Houston-based Plains Exploration & Production Co. – known as PXP – signed an agreement with local environmental groups last Thursday, effectively setting a date for the company to shut down its existing off-shore oil production decades before they had originally imagined. In addition, the agreement provides that PXP donate over 3,900 acres of land for public parkland, including 200 acres along Gaviota’s picturesque coastline.

Environmental Defense Center Chief Counsel Linda Krop said she was surprised by the agreement.

“This is unprecedented,” Krop said. “[This agreement] is going to put an end to off-shore oil drilling in Santa Barbara County.”

The agreement comes after nearly a year of negotiations between the oil producer and local environmental groups. The deal was designed so that PXP could capitalize on a long-stalled drilling proposal that would allow the oil producer to drill into state waters, which extend three miles off the coast.

The state of California has not permitted new drilling to occur in state waters for nearly four decades.
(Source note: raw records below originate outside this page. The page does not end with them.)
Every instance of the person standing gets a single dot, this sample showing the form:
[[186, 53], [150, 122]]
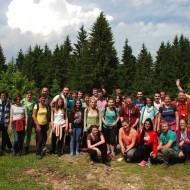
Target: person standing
[[29, 103], [139, 102], [18, 124], [168, 146], [130, 113], [41, 119], [4, 120]]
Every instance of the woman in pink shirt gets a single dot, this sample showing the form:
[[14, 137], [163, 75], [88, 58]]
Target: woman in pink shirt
[[127, 140]]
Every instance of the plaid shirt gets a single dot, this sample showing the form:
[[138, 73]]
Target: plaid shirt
[[7, 112]]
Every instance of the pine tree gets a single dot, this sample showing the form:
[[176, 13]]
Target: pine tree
[[104, 59], [126, 70], [2, 60], [144, 72]]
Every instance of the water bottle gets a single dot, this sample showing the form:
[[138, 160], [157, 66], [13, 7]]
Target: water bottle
[[149, 163]]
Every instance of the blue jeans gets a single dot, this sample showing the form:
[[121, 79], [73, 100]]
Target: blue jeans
[[18, 139], [75, 138]]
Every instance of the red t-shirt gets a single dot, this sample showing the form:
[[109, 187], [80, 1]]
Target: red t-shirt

Not surprisingly, this unofficial moratorium coincides with the Jan. 29, 1969 Santa Barbara oil spill – considered by many to have served as a catalyst for the modern environmental movement in the United States.

PXP Vice President Steve Rusch said that while it was PXP that originally approached the organizations, he was impressed by their willingness to work with PXP.
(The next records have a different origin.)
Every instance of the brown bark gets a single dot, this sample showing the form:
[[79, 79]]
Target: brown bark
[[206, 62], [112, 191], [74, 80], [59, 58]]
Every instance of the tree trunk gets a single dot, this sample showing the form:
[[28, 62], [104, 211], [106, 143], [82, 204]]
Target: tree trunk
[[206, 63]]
“PXP approached EDC and the environmental community and offered to address their concerns,” Rusch said. “Surprisingly, at least to me, they didn’t slam the door shut behind us as we left, but rather left it ajar… I have to say that I was impressed… most of all [with] their commitment despite the complete and absolutely foreign concept of support of an oil and gas project in Santa Barbara County.”

To reach the undersea oil field, known as the Tranquillon Ridge, PXP will petition the state, with the support of organizations such as Get Oil Out, the Citizens Planning Association and the EDC, to allow the use of “slant drilling” from one of their four platforms. These wells would tunnel 3,000 to 5,000 feet into the sea floor and then flatten out and reach as far as five miles to drain the reserves hidden beneath state land.
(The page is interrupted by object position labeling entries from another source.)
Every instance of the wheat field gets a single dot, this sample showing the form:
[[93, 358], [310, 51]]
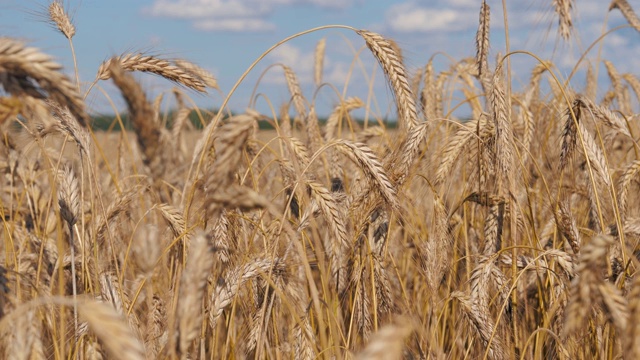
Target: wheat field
[[510, 235]]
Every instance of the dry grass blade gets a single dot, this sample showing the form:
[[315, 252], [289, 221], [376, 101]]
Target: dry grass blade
[[319, 61], [624, 184], [391, 63], [112, 330], [455, 147], [340, 239], [569, 227], [565, 24], [479, 319], [596, 156], [69, 125], [296, 92], [196, 71], [154, 65], [61, 20], [193, 284], [584, 288], [504, 132], [19, 65], [482, 40], [631, 343], [388, 342], [369, 163], [69, 196], [175, 219], [227, 288], [569, 134], [142, 116]]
PXP wants to drill 22 wells using this slant-drilling technology from platform Irene, which lies 4.7 miles off the coast near Vandenberg Air Force Base. The Tranquillion Ridge could yield as much as 200 million barrels of oil and 50 billion cubic feet of natural gas. Existing pipelines would carry the oil and gas from Irene to a processing facility near Lompoc.

Before tapping into the reserves, the agreement must first gain the approval of county officials, the State Lands Commission, the California Coastal Commission and the federal Minerals Management Service – which is part of the Department of the Interior. Krop said she is confident that the agreement will make it through the state and federal review process.

“We think it will pass through,” Krop said. “We have a pretty environmentally minded Coastal Commission and State Lands Commission. The feedback I’ve been given is that they are thrilled and its passing is promising.”

Under the terms of the agreement, PXP will terminate its activities on platform Irene by the year 2022, at which time removal would begin. The agreement also states that PXP will shut down its three platforms off Point Arguello, as well as its Gaviota gas processing plant, by 2017. Since PXP does not own these three platforms – they are owned by the oil conglomerate Chevron – removal is not under their control.

PXP plans to donate 148 acres on the Gaviota Coast, near Gaviota State Park, and transfer about 1,000 acres north of Lompoc in the La Purisima Hills to the Trust for Public Land.

In addition, once the on-land facilities are no longer in use, PXP will donate the land to the Trust, which includes approximately 1,200 acres surrounding their Lompoc refinery and an additional 56 acres on the Gaviota Coast now used as a gas processing plant.

In total, the donated lands would equal 3,931 acres.

According to Krop, the EDC hopes that much of this land will be integrated into the State Park system, especially since both parcels lie near existing state parks.

PXP is not the first to try and develop the Tranquillon field. In 2002, Santa Barbara County rejected a similar proposal by Nuevo Energy Co., stating that it would extend the life of off-shore drilling in the Santa Barbara Channel.

Unable to develop off-shore energy, Nuevo sold platform Irene, along with its onshore processing facilities, to PXP in 2004. The Houston oil company acquired its three other platforms in 1999 from Chevron and Texaco.

Rusch attributes his company’s success at possibly gaining access to the restricted reserves to the creative approach PXP took.

“This is an unprecedented, historic, creative, innovative, out-of-the-box, or ball park, agreement that completely obliterates the paradigm that oil companies and environmentalists can never ever reach accord or agreement,” he said.